Use A Time Frame Only If You Can Stand Behind It
Phrase Bank By Intent
This table gives you clean swaps based on what you mean. It keeps you from using “grow out of it” when it might land wrong.
| What You Mean | Safer Phrase | Best Fit |
|---|---|---|
| An interest may fade | This phase may pass | Kids’ hobbies, short-lived trends |
| A habit can stop | That habit can fade with practice | Routines, manners, small behaviors |
| Clothes no longer fit | They’ve outgrown it | Clothing, shoes, gear sizing |
| A plan came from a source | It developed from | Work, school, reports, proposals |
| You want to show patience | Give it time and space | Stress, awkward phases, learning curves |
| You want to avoid judgment | I hear you | Personal topics, sensitive feelings |
One Sentence Definition You Can Reuse
If you need a quick line for writing, here’s a clean version that fits most cases: the grow out of it meaning is that a person stops a habit or interest as they mature, and the words can also point to where an idea came from.

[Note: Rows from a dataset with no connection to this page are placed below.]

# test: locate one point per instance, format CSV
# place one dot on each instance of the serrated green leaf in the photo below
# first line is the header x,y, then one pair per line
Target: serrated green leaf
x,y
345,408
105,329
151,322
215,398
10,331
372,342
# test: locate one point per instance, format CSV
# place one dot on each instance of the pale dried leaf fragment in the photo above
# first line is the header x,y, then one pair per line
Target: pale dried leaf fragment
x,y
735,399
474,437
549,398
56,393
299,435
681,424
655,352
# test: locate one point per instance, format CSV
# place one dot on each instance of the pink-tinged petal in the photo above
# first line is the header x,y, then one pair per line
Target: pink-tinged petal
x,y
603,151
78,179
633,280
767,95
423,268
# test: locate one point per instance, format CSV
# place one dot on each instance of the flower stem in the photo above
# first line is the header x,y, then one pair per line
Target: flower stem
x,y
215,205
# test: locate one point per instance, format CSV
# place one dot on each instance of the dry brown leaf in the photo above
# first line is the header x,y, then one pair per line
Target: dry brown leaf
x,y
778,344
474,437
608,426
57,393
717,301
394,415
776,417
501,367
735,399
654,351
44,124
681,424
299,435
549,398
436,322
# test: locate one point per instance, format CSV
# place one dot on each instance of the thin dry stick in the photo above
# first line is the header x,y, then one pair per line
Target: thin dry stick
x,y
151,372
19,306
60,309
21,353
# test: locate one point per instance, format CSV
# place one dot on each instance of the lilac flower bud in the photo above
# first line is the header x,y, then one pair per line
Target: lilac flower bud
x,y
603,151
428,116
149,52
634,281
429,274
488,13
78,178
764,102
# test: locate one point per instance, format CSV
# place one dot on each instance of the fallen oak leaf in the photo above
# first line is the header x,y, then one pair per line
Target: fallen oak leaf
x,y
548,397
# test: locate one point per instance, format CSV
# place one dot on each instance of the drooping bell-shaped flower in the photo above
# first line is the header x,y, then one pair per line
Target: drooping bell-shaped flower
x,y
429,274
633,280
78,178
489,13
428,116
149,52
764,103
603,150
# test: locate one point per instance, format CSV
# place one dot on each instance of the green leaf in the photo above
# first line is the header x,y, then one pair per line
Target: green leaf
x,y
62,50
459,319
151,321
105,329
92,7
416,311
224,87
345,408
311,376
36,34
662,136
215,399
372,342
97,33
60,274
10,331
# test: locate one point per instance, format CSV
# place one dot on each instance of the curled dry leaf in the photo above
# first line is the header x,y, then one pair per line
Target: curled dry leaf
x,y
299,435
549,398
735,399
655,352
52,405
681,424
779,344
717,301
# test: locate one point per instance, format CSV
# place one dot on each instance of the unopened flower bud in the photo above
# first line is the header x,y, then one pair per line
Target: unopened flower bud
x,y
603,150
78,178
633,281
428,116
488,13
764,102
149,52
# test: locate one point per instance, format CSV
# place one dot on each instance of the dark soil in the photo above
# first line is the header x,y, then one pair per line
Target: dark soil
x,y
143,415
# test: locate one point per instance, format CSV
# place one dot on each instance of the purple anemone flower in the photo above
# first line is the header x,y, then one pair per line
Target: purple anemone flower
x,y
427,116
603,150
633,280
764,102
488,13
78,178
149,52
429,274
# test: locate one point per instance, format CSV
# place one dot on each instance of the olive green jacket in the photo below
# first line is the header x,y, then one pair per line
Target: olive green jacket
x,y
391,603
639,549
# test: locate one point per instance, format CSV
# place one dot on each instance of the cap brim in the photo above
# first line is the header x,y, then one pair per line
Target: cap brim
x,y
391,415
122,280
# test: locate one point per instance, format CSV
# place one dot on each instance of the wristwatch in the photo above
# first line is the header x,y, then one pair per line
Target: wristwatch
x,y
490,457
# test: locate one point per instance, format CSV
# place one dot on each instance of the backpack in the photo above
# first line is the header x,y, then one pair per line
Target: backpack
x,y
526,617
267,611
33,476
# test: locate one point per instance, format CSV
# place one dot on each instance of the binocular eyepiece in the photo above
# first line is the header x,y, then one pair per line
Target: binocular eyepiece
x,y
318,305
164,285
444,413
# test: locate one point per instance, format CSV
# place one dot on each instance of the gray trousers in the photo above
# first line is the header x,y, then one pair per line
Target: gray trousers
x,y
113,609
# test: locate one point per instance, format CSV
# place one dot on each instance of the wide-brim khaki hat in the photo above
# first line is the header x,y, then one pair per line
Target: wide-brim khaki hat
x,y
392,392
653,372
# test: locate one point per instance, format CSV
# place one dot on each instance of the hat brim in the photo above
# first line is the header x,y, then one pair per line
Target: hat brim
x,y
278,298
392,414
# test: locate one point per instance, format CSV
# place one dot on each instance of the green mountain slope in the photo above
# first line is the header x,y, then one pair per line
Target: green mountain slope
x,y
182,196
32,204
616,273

That single sentence keeps the two core senses together, so readers won’t misread your point.
Mini Checklist Before You Use The Phrase
- Is “it” a habit, interest, or phase that can fade with age?
- Are you talking about size, like clothes or gear?
- Are you describing an origin, like a plan that came from a prior step?
- Will your tone land as kind, or will it sound like you’re shutting someone down?
If you can answer those four, you’ll use the phrase well and avoid the usual misfires.